I follow the Rim Trail for some 6 miles, the sandy path curving around, steep climbs up and down, affording slightly different views of the crater along the way, and I take pictures of every single variation. It’s all blue and clear and the backdrop has this dreamy quality to it. I wasn’t expecting to like it so much. It takes hours to get through, much longer than I’d expected, but I can’t help but take advantage of the views, and enjoy them as opposed to rushing past. I’m quite chuffed that the official PCT route, although much more level and easier, is actually longer in distance, and the free mileage will make up for taking so long to see the lake.
The trail starts to get busy when I approach the Rim Village, which has some buildings, restrooms, a parking lot and a gift shop. I cast my final glances onto the lake and enter the café, where I queue and take a drink and a fruit cup and eat it on a rock outside. I need to get going though, this isn’t where I’m supposed to be right now. I need to do my resupply at nearby Mazama Village, which has a campground and restaurant and is operated by the same people as the shops in Rim Village.
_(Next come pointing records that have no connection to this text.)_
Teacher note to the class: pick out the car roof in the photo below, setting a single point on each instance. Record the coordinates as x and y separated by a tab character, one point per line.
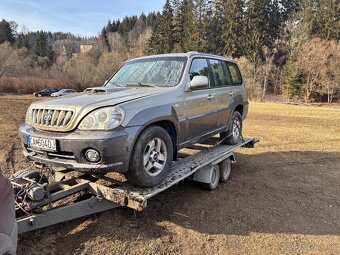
187	54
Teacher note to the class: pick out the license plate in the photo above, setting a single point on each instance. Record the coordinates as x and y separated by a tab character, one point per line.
42	143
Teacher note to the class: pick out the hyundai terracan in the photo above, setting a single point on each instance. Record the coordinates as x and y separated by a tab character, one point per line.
144	114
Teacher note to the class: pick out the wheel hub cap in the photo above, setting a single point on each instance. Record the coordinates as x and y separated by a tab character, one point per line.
155	156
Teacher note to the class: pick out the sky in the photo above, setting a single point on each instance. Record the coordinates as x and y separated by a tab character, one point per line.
80	17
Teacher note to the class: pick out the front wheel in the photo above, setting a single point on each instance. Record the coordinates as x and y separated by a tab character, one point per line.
151	158
234	133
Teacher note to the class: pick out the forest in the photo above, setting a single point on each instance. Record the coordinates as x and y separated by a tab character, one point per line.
287	49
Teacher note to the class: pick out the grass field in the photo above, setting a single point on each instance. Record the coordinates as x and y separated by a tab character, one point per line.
282	198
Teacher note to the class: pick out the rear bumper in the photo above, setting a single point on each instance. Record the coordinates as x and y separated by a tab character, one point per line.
114	148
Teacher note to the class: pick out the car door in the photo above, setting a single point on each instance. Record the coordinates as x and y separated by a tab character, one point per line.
199	104
223	89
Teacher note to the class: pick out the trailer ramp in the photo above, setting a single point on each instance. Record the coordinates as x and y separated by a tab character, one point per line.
97	193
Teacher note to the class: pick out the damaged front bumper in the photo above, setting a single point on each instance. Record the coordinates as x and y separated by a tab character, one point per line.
114	148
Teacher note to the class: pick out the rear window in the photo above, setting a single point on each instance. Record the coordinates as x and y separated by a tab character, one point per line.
221	76
235	73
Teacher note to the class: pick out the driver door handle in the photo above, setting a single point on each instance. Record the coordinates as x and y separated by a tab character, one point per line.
210	97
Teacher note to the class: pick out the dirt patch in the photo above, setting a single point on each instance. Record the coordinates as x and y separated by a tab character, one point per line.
282	198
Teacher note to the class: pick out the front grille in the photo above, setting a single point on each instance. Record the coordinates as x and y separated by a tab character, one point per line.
51	118
63	155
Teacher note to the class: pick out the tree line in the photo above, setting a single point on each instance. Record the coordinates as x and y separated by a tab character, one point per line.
288	48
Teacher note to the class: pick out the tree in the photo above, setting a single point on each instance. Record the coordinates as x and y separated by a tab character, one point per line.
162	37
6	31
315	64
8	58
184	27
232	26
105	40
326	21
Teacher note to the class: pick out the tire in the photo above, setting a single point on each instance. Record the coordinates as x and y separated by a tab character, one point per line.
34	175
151	158
225	170
234	133
215	179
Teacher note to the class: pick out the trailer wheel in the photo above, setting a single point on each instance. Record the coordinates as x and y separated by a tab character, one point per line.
33	175
215	178
234	133
225	170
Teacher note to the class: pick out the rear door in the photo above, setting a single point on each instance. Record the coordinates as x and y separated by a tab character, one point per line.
236	78
199	104
223	90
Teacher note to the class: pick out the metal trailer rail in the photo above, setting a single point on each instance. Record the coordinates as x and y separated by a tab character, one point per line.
99	193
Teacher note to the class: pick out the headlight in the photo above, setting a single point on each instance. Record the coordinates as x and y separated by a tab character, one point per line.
103	119
28	117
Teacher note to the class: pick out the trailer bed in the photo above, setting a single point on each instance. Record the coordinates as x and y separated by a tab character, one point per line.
104	193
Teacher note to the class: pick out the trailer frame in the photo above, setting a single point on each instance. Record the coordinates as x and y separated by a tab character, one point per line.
100	193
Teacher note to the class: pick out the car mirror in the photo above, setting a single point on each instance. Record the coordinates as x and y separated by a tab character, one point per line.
199	82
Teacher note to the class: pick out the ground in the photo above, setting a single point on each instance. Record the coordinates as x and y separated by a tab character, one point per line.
282	198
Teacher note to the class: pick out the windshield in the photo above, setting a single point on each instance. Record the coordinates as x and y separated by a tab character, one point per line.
160	72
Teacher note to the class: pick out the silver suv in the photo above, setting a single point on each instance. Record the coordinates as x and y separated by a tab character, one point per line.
144	114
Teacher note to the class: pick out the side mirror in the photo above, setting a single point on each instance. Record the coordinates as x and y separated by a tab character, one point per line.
199	82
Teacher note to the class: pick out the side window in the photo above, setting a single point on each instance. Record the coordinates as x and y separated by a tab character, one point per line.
199	66
220	76
235	74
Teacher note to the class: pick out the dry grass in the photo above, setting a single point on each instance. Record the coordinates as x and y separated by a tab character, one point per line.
283	196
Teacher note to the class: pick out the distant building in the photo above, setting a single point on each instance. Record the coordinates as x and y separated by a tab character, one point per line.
85	48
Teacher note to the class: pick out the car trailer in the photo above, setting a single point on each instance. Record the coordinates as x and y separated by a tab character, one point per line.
73	195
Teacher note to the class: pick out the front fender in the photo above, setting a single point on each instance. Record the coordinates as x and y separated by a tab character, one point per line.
156	114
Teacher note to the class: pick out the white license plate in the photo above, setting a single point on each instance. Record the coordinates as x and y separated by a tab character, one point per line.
42	143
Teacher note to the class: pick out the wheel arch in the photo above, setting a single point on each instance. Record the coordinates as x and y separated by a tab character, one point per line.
164	117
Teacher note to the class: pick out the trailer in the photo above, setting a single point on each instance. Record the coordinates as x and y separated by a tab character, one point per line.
73	195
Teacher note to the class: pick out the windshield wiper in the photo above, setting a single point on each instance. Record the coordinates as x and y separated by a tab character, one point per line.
139	84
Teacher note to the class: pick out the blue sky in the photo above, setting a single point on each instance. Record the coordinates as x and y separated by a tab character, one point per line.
80	17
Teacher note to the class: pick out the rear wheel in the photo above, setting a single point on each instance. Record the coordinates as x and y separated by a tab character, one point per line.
151	158
234	133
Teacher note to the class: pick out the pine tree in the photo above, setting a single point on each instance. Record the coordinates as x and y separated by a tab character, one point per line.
6	32
184	27
162	38
41	45
105	40
232	26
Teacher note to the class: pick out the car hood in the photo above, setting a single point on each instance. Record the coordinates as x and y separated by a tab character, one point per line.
81	104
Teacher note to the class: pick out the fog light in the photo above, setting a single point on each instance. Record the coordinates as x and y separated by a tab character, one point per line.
92	155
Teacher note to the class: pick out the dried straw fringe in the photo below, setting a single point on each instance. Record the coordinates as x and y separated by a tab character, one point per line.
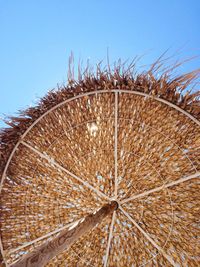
158	81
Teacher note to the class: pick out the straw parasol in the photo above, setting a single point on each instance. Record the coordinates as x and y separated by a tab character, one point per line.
104	172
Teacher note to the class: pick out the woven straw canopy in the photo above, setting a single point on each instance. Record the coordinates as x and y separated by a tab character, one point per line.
110	136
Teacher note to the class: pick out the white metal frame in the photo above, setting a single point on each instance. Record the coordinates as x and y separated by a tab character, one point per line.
116	91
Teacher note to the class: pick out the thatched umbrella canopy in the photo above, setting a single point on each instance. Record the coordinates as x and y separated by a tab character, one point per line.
114	135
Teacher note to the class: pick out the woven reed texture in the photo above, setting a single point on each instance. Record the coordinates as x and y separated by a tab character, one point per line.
156	145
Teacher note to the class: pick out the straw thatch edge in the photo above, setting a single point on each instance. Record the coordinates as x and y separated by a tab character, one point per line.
158	81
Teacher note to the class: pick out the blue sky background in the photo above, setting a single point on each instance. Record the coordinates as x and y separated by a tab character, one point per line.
37	36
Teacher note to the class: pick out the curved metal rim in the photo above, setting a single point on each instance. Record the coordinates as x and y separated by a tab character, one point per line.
77	97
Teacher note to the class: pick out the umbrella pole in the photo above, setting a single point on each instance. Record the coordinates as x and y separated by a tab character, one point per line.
41	255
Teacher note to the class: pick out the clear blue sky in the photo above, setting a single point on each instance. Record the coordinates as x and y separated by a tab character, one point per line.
37	36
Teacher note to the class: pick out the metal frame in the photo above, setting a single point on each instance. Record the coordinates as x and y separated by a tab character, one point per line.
116	91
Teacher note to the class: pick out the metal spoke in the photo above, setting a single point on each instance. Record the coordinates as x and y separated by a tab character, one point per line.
55	164
44	236
109	238
181	180
150	239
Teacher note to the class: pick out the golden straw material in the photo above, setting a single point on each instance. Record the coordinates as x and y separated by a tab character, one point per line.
113	135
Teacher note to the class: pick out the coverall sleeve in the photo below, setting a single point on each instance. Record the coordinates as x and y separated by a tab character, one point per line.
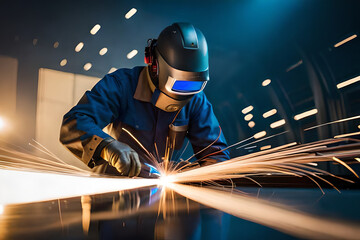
81	131
204	129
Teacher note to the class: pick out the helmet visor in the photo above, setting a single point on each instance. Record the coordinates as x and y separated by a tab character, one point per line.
187	86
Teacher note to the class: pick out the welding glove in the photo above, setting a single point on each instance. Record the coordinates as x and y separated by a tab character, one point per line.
122	157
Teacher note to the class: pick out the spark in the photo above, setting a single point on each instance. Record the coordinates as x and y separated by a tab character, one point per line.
333	122
269	214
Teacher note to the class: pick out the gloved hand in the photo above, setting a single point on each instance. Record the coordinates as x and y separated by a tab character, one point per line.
122	157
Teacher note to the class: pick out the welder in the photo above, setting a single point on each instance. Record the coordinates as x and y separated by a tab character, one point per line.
158	104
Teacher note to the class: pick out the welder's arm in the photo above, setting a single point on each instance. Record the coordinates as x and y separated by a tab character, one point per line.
81	130
204	129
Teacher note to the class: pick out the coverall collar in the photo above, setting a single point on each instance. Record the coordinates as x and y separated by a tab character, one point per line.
143	91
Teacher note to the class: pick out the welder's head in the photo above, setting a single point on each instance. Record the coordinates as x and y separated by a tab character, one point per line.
178	65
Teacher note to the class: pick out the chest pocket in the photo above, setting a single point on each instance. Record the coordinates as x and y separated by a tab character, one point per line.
177	133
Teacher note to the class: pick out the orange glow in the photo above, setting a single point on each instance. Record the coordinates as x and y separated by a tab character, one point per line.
132	54
248	117
247	109
130	13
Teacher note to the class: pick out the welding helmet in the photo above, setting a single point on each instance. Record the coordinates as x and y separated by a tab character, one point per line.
178	65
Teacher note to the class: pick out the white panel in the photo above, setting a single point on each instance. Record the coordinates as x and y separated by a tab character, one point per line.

I find my way out of the parking lot and continue through the woods until I get to the side trail which will take me to the store. After all these days of carrying a heavy pack I’ve finally run out of food, and I’ll need to resupply for at least a few days, if not all the way to Ashland, still some 4 or 5 days away.
I have to say, these side trails into towns are beginning to annoy me. This stretch has been dominated by resorts and tourist destinations with limited resupply options, and they’re all at least a mile off trail. We call them bonus miles – extra mileage that doesn’t count towards your PCT mileage. It’s a positive term for something quite frustrating. While a few miles doesn’t sound too bad, it makes all the difference when you’re struggling to up your mileage by just a few a day – and find your effort all going towards bonus miles instead.
I descend the mile-and-a-bit trail and find the shop and the restaurant after a quick road walk. There are more hikers, quite a few. It’s strange to see so many hikers in one place again. It’s just like the desert, except that I don’t know any of these people. First I check out the shop’s resupply options but they are limited. No wet wipes, only white bread, everything else is mainly snacks. I decide to eat at the restaurant first, and order a burger and a pizza, things I don’t usually eat, but this time I enjoy the burger and a coffee, and shove the pizza into a takeaway box to add to my resupply. I buy a load of random snacks at the store, and fill up on water.
There’s a dry stretch coming – 20 miles of trail without any water, no caches, and I’ll have to dry camp in it as well. I fill up as much as I’m willing to carry, some 2.5 or 3 litres, and I’m off. Funnily enough, my pack doesn’t even feel as heavy as it did when I came back on trail a week ago. While I was carrying pretty much all the food in the world, I hardly had any water.
I take the highway back to the trail, creating a little loop out of town, and walk. It’s all forest again with some burnt areas. I hoped to walk another 10 miles but I already have a feeling I won’t. My motivation after time in town isn’t very high, and the terrain isn’t very compelling either. Every mile is effort, I hate it when I feel like this. Either way, the Crater Lake south boundary is 7 miles from the highway, and camping is restricted inside the park. It’s a good incentive to at least walk 7 miles, and go to sleep early for once.
I find a camp spot right on the border, which makes me laugh, and decide to take it. It’s a little early, but it might do me good. It’s another 100 miles and 4 days to Ashland, and then I’ll have finished Oregon. I’ll be taking a zero and I’ll pick up some new gear. I’m looking forward to it already.